Os dragões de Komodo não evoluíram para caçar e comer búfalos de água, e nenhuma das espécies é realmente puramente nativa da ilha. Os próprios dragões são agora considerados uma população remanescente de uma antiga variedade de lagartos gigantes que viveram em toda a Australásia, agora limitados a algumas pequenas ilhas empoeiradas. Os búfalos foram introduzidos nas pequenas ilhas de Komodo e Rinca alguns milhares de anos atrás pelos humanos.

Os dragões quase certamente evoluíram para comer presas de tamanho muito mais manejável, coisas mais do tamanho de um cachorro ou de um porco pequeno; animais, talvez, muito mais fáceis de dominar e sangrar em um curto espaço de tempo.
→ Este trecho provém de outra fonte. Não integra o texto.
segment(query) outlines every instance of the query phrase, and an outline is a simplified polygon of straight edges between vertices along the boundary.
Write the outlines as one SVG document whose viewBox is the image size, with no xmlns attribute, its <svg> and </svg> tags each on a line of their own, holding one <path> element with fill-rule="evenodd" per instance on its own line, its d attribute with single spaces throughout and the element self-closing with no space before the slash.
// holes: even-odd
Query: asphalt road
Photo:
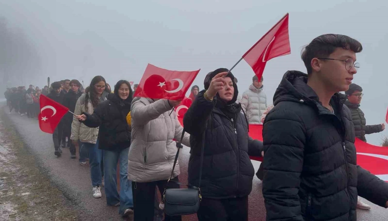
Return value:
<svg viewBox="0 0 388 221">
<path fill-rule="evenodd" d="M 118 207 L 106 205 L 103 190 L 102 190 L 102 197 L 99 199 L 93 198 L 88 165 L 81 166 L 78 159 L 71 159 L 68 148 L 63 150 L 61 157 L 57 158 L 54 155 L 52 135 L 40 130 L 36 120 L 28 118 L 26 116 L 20 117 L 14 113 L 9 115 L 8 116 L 14 123 L 21 138 L 27 144 L 28 147 L 33 150 L 39 165 L 50 177 L 52 183 L 62 191 L 65 196 L 74 202 L 74 206 L 79 211 L 81 220 L 122 220 L 118 214 Z M 179 179 L 181 182 L 185 182 L 187 181 L 186 174 L 189 151 L 189 148 L 184 148 L 179 158 L 181 172 Z M 253 161 L 253 163 L 255 171 L 257 171 L 260 162 Z M 261 182 L 255 177 L 252 191 L 249 197 L 249 220 L 265 219 L 265 209 L 262 187 Z M 372 205 L 372 208 L 369 211 L 358 210 L 358 221 L 388 220 L 388 210 L 373 205 L 365 200 L 364 201 Z M 197 219 L 194 215 L 185 216 L 183 220 L 194 221 Z"/>
</svg>

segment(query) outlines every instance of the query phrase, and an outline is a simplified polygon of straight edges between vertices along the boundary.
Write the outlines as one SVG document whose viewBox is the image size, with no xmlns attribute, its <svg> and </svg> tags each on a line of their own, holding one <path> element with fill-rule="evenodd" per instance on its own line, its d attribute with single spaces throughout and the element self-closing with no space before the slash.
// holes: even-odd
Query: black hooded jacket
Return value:
<svg viewBox="0 0 388 221">
<path fill-rule="evenodd" d="M 207 76 L 205 88 L 217 70 Z M 233 81 L 234 77 L 230 73 Z M 237 99 L 237 86 L 234 82 L 233 99 L 224 104 L 219 98 L 210 101 L 200 92 L 185 115 L 185 131 L 190 134 L 191 150 L 188 167 L 189 183 L 198 186 L 201 147 L 204 138 L 203 169 L 201 190 L 205 198 L 223 199 L 247 196 L 252 190 L 255 171 L 249 155 L 259 156 L 262 143 L 248 135 L 246 119 Z"/>
<path fill-rule="evenodd" d="M 356 221 L 357 195 L 381 206 L 388 183 L 357 165 L 346 96 L 324 107 L 307 75 L 286 73 L 263 131 L 267 220 Z"/>
<path fill-rule="evenodd" d="M 59 103 L 61 104 L 63 104 L 63 94 L 62 93 L 57 94 L 55 92 L 55 90 L 53 90 L 50 91 L 47 97 L 57 103 Z"/>
<path fill-rule="evenodd" d="M 131 144 L 131 130 L 126 122 L 126 115 L 131 110 L 132 90 L 128 98 L 123 100 L 118 96 L 116 85 L 114 94 L 109 94 L 107 100 L 99 103 L 92 115 L 85 112 L 87 116 L 83 122 L 89 127 L 99 129 L 99 148 L 112 151 L 120 151 L 129 147 Z"/>
<path fill-rule="evenodd" d="M 77 100 L 82 95 L 82 93 L 80 92 L 77 93 L 74 92 L 71 90 L 67 94 L 65 94 L 63 96 L 63 106 L 69 108 L 69 110 L 72 112 L 74 112 L 75 109 L 75 104 L 77 103 Z M 73 115 L 70 112 L 68 112 L 63 117 L 65 120 L 65 122 L 66 124 L 70 125 L 71 127 L 71 123 L 73 122 Z M 71 129 L 71 128 L 70 128 Z"/>
</svg>

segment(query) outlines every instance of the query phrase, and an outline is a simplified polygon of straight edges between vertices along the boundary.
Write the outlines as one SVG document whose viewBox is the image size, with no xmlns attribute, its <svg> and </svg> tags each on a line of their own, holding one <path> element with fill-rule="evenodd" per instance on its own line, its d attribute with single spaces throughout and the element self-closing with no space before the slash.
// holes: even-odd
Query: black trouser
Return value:
<svg viewBox="0 0 388 221">
<path fill-rule="evenodd" d="M 27 116 L 28 117 L 34 117 L 34 104 L 27 104 Z"/>
<path fill-rule="evenodd" d="M 203 198 L 197 216 L 198 221 L 247 221 L 248 196 L 222 200 Z"/>
<path fill-rule="evenodd" d="M 59 122 L 57 127 L 54 130 L 52 134 L 52 141 L 54 142 L 54 148 L 56 150 L 59 148 L 59 144 L 61 144 L 61 139 L 62 137 L 62 131 L 63 130 L 63 125 L 62 122 Z"/>
<path fill-rule="evenodd" d="M 178 177 L 172 180 L 178 181 Z M 133 199 L 134 221 L 153 221 L 155 204 L 155 188 L 156 186 L 160 194 L 163 195 L 167 187 L 167 180 L 159 180 L 147 183 L 132 182 L 132 191 Z M 169 188 L 178 188 L 179 185 L 173 182 L 168 184 Z M 170 216 L 165 214 L 165 221 L 182 220 L 180 216 Z"/>
</svg>

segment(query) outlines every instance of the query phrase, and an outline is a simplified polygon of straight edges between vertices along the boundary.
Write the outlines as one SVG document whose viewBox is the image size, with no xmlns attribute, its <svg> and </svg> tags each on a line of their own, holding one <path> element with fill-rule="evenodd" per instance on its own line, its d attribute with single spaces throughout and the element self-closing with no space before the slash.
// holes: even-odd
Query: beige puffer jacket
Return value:
<svg viewBox="0 0 388 221">
<path fill-rule="evenodd" d="M 168 179 L 183 127 L 167 100 L 133 98 L 131 106 L 132 133 L 128 155 L 128 179 L 139 182 Z M 190 135 L 183 144 L 190 146 Z M 173 177 L 180 173 L 179 160 Z"/>
<path fill-rule="evenodd" d="M 75 104 L 74 113 L 77 115 L 81 115 L 83 112 L 86 112 L 89 114 L 92 114 L 94 110 L 92 102 L 89 99 L 88 102 L 88 111 L 85 109 L 85 97 L 84 94 L 80 97 L 77 100 Z M 71 124 L 71 135 L 70 139 L 73 141 L 80 140 L 81 142 L 95 144 L 97 142 L 98 137 L 98 127 L 92 128 L 87 127 L 73 116 L 73 123 Z"/>
</svg>

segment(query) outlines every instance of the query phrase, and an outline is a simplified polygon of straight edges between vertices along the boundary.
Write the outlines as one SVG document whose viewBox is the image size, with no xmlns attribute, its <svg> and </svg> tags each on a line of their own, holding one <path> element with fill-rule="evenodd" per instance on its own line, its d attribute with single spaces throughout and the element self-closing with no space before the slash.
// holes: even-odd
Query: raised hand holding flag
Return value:
<svg viewBox="0 0 388 221">
<path fill-rule="evenodd" d="M 40 111 L 38 117 L 39 127 L 43 132 L 52 134 L 69 108 L 43 94 L 39 97 L 39 104 Z"/>
<path fill-rule="evenodd" d="M 149 64 L 134 96 L 151 99 L 182 99 L 200 70 L 170 71 Z"/>
</svg>

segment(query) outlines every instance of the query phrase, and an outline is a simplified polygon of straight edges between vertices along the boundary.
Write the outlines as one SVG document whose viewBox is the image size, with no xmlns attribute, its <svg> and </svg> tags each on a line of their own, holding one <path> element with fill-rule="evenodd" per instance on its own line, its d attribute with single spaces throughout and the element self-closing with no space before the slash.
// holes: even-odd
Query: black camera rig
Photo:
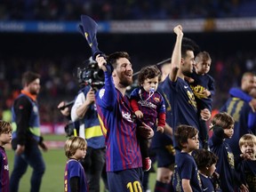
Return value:
<svg viewBox="0 0 256 192">
<path fill-rule="evenodd" d="M 98 63 L 92 57 L 84 62 L 85 68 L 77 68 L 79 84 L 91 85 L 93 90 L 100 89 L 104 84 L 104 72 L 100 69 Z"/>
</svg>

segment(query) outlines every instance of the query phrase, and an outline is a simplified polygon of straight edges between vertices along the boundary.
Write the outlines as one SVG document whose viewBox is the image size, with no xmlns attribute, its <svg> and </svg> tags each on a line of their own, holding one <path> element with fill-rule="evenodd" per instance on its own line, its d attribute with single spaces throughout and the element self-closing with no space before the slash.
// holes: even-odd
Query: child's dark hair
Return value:
<svg viewBox="0 0 256 192">
<path fill-rule="evenodd" d="M 250 133 L 243 135 L 239 140 L 240 148 L 244 144 L 256 146 L 256 136 L 254 134 L 250 134 Z"/>
<path fill-rule="evenodd" d="M 195 61 L 197 63 L 200 60 L 212 60 L 212 58 L 209 54 L 209 52 L 204 51 L 204 52 L 200 52 L 195 58 Z"/>
<path fill-rule="evenodd" d="M 140 69 L 139 76 L 138 76 L 138 84 L 141 85 L 144 81 L 148 78 L 155 78 L 156 76 L 158 77 L 158 82 L 161 81 L 161 71 L 157 68 L 157 66 L 147 66 Z"/>
<path fill-rule="evenodd" d="M 212 126 L 220 126 L 223 129 L 229 129 L 234 124 L 234 118 L 226 112 L 216 114 L 211 121 Z"/>
<path fill-rule="evenodd" d="M 12 132 L 12 124 L 9 122 L 0 120 L 0 134 Z"/>
<path fill-rule="evenodd" d="M 192 154 L 198 170 L 210 167 L 218 161 L 218 156 L 211 151 L 205 149 L 195 150 Z"/>
<path fill-rule="evenodd" d="M 73 156 L 79 148 L 86 148 L 87 142 L 81 137 L 69 138 L 64 146 L 65 155 L 68 158 Z"/>
<path fill-rule="evenodd" d="M 187 124 L 180 124 L 177 126 L 174 136 L 179 148 L 182 149 L 183 144 L 188 142 L 188 139 L 195 137 L 197 133 L 198 130 L 193 126 Z"/>
</svg>

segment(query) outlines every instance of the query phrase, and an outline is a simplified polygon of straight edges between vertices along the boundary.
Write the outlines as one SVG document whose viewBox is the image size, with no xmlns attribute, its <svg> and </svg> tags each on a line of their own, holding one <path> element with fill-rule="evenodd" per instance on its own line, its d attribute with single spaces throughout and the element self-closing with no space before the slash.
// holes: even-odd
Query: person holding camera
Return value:
<svg viewBox="0 0 256 192">
<path fill-rule="evenodd" d="M 96 63 L 92 60 L 87 61 L 89 62 L 89 68 L 92 66 L 92 62 Z M 84 72 L 88 75 L 88 71 L 91 69 L 86 68 Z M 97 68 L 94 69 L 97 70 Z M 88 80 L 92 84 L 84 86 L 78 92 L 71 108 L 71 119 L 73 122 L 79 120 L 78 135 L 87 141 L 87 155 L 82 161 L 82 164 L 88 180 L 90 192 L 100 192 L 100 176 L 105 166 L 106 146 L 95 105 L 95 92 L 97 89 L 92 85 L 95 79 L 87 75 L 82 76 L 79 78 L 84 82 Z M 106 183 L 107 181 L 105 182 L 105 187 Z M 108 187 L 106 188 L 108 188 Z"/>
</svg>

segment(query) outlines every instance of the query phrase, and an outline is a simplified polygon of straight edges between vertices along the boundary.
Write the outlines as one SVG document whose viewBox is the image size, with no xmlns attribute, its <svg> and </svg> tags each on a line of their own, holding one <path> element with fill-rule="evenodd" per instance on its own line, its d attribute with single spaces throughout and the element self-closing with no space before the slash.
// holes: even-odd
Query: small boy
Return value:
<svg viewBox="0 0 256 192">
<path fill-rule="evenodd" d="M 191 156 L 199 148 L 198 131 L 193 126 L 181 124 L 175 132 L 178 147 L 181 150 L 176 154 L 175 168 L 172 175 L 174 191 L 202 191 L 197 166 Z"/>
<path fill-rule="evenodd" d="M 84 158 L 86 148 L 86 140 L 81 137 L 71 137 L 65 143 L 65 155 L 68 158 L 65 167 L 65 192 L 88 192 L 84 170 L 79 162 Z"/>
<path fill-rule="evenodd" d="M 203 191 L 220 191 L 215 173 L 218 156 L 205 149 L 195 150 L 193 156 L 198 168 Z"/>
<path fill-rule="evenodd" d="M 246 188 L 236 178 L 234 155 L 229 145 L 225 141 L 234 134 L 234 124 L 233 117 L 225 112 L 216 114 L 211 123 L 213 134 L 209 140 L 209 147 L 211 151 L 219 157 L 216 172 L 220 175 L 220 186 L 222 191 L 234 191 L 236 187 Z"/>
<path fill-rule="evenodd" d="M 12 125 L 0 120 L 0 191 L 9 191 L 9 164 L 4 145 L 12 141 Z"/>
<path fill-rule="evenodd" d="M 244 134 L 239 140 L 241 149 L 240 161 L 237 163 L 237 171 L 241 173 L 249 191 L 256 191 L 256 136 Z"/>
<path fill-rule="evenodd" d="M 215 93 L 214 79 L 208 75 L 212 58 L 207 52 L 200 52 L 195 58 L 196 68 L 189 81 L 190 87 L 196 96 L 198 111 L 208 108 L 212 112 L 212 96 Z M 200 135 L 207 136 L 205 120 L 200 118 Z M 203 138 L 203 148 L 208 149 L 208 137 Z"/>
<path fill-rule="evenodd" d="M 163 96 L 156 92 L 161 80 L 161 72 L 156 66 L 148 66 L 139 73 L 138 83 L 140 87 L 131 93 L 131 106 L 139 124 L 145 123 L 153 128 L 156 124 L 156 132 L 164 132 L 165 126 L 165 105 Z M 140 146 L 142 156 L 144 171 L 151 168 L 151 160 L 148 154 L 148 140 L 140 138 Z"/>
</svg>

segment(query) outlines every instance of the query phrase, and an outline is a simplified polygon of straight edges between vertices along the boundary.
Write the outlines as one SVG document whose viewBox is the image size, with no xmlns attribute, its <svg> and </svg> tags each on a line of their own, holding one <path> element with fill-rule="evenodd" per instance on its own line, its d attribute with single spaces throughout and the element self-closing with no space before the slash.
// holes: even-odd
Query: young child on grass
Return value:
<svg viewBox="0 0 256 192">
<path fill-rule="evenodd" d="M 0 191 L 9 191 L 9 164 L 4 146 L 12 141 L 12 125 L 0 120 Z"/>
<path fill-rule="evenodd" d="M 239 180 L 235 170 L 234 155 L 226 139 L 230 139 L 234 134 L 235 121 L 228 113 L 216 114 L 211 122 L 211 129 L 213 134 L 209 140 L 209 147 L 219 160 L 216 164 L 216 172 L 220 175 L 220 186 L 222 191 L 235 191 L 246 187 Z"/>
<path fill-rule="evenodd" d="M 164 132 L 165 126 L 165 105 L 163 96 L 156 92 L 161 80 L 161 72 L 156 66 L 148 66 L 139 73 L 138 83 L 140 87 L 131 93 L 131 106 L 139 124 L 143 122 L 153 128 L 156 124 L 156 132 Z M 151 168 L 151 160 L 148 154 L 148 140 L 140 137 L 140 146 L 142 156 L 144 171 Z"/>
<path fill-rule="evenodd" d="M 193 126 L 181 124 L 175 132 L 178 147 L 172 175 L 174 191 L 202 191 L 201 181 L 192 152 L 199 148 L 198 131 Z"/>
<path fill-rule="evenodd" d="M 87 143 L 81 137 L 71 137 L 65 143 L 65 155 L 68 158 L 64 175 L 65 192 L 88 192 L 84 170 L 79 160 L 86 155 Z"/>
<path fill-rule="evenodd" d="M 221 191 L 215 172 L 218 156 L 204 148 L 195 150 L 193 156 L 198 168 L 203 191 Z"/>
<path fill-rule="evenodd" d="M 241 180 L 246 183 L 249 191 L 256 191 L 256 136 L 244 134 L 239 140 L 242 154 L 236 165 Z"/>
</svg>

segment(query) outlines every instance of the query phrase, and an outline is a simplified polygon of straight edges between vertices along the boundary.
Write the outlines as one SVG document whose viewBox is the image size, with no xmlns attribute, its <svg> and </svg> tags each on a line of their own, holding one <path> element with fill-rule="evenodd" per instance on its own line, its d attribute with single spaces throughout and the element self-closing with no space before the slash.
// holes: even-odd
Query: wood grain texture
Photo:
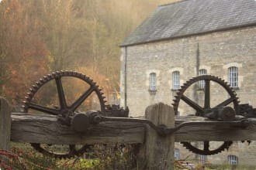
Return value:
<svg viewBox="0 0 256 170">
<path fill-rule="evenodd" d="M 175 127 L 175 111 L 171 107 L 163 103 L 147 107 L 145 117 L 156 125 Z M 139 162 L 145 164 L 140 167 L 149 170 L 174 169 L 174 149 L 175 135 L 160 136 L 147 126 Z"/>
<path fill-rule="evenodd" d="M 12 113 L 12 119 L 11 140 L 13 141 L 55 144 L 144 141 L 145 124 L 141 123 L 104 122 L 92 126 L 87 133 L 78 134 L 61 125 L 55 117 Z M 175 133 L 175 141 L 256 141 L 256 118 L 249 120 L 252 124 L 247 128 L 225 124 L 222 126 L 202 124 L 185 127 Z M 175 126 L 182 122 L 209 121 L 195 116 L 176 117 Z"/>
<path fill-rule="evenodd" d="M 103 122 L 78 133 L 62 125 L 54 116 L 12 114 L 11 140 L 44 144 L 143 143 L 145 127 L 130 122 Z"/>
<path fill-rule="evenodd" d="M 0 149 L 9 149 L 11 136 L 11 106 L 0 97 Z"/>
</svg>

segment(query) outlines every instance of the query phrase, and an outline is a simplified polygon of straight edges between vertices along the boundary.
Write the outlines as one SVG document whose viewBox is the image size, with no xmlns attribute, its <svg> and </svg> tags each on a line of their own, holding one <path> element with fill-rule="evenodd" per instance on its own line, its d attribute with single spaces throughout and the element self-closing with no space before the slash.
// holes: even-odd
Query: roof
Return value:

Aqui estão dragões; a paisagem da Ilha de Rinca na estação seca de 2014 Foto: Jake Buehler

Os dragões de Komodo modernos sobrevivem, atacando os búfalos quando não conseguem prender um veado jovem ou um macaco. No máximo, os búfalos sofrem lacerações profundas, mas nenhum ferimento mortal. Eles então saem para se emburrar em um lamaçal. Na Ásia continental, os búfalos têm acesso a pântanos e pântanos abundantes, mas na Terra dos Dragões, eles estão limitados a poços lamacentos que costumam estar contaminados com suas próprias fezes.

Este é, obviamente, um ambiente propício para infecções quando há feridas abertas.

Um búfalo de água demonstrando o comportamento de chafurdar na lama que pode estar por trás das infecções experimentadas após a mordida de um dragão. Foto: Jake Buehler

É possível que tenha sido assim que as infecções lendárias realmente ocorreram, permitindo que os dragões finalmente se enchessem de dias após um único ataque devastador. Isso significaria que os dragões são apenas búfalos-da-índia sortudos que se envolvem em tal comportamento inadvertidamente autodestrutivo quando feridos. A confusão sobre a mordida dos dragões pode ser o resultado de uma estranha situação ecológica em que os dragões e os grandes mamíferos da ilha se encontram presos.

VÍDEO: Komodo Dragon Envenoms Buffalo

Muitas pesquisas ainda precisam ser feitas sobre o suposto veneno dos dragões de Komodo, porque, neste ponto, ainda não está totalmente claro o que os compostos descobertos fazem, ou como o veneno funcionaria. Dito isso, uma coisa é bastante clara, embora a boca do dragão seja um instrumento predatório potente e asqueroso, não é sujo.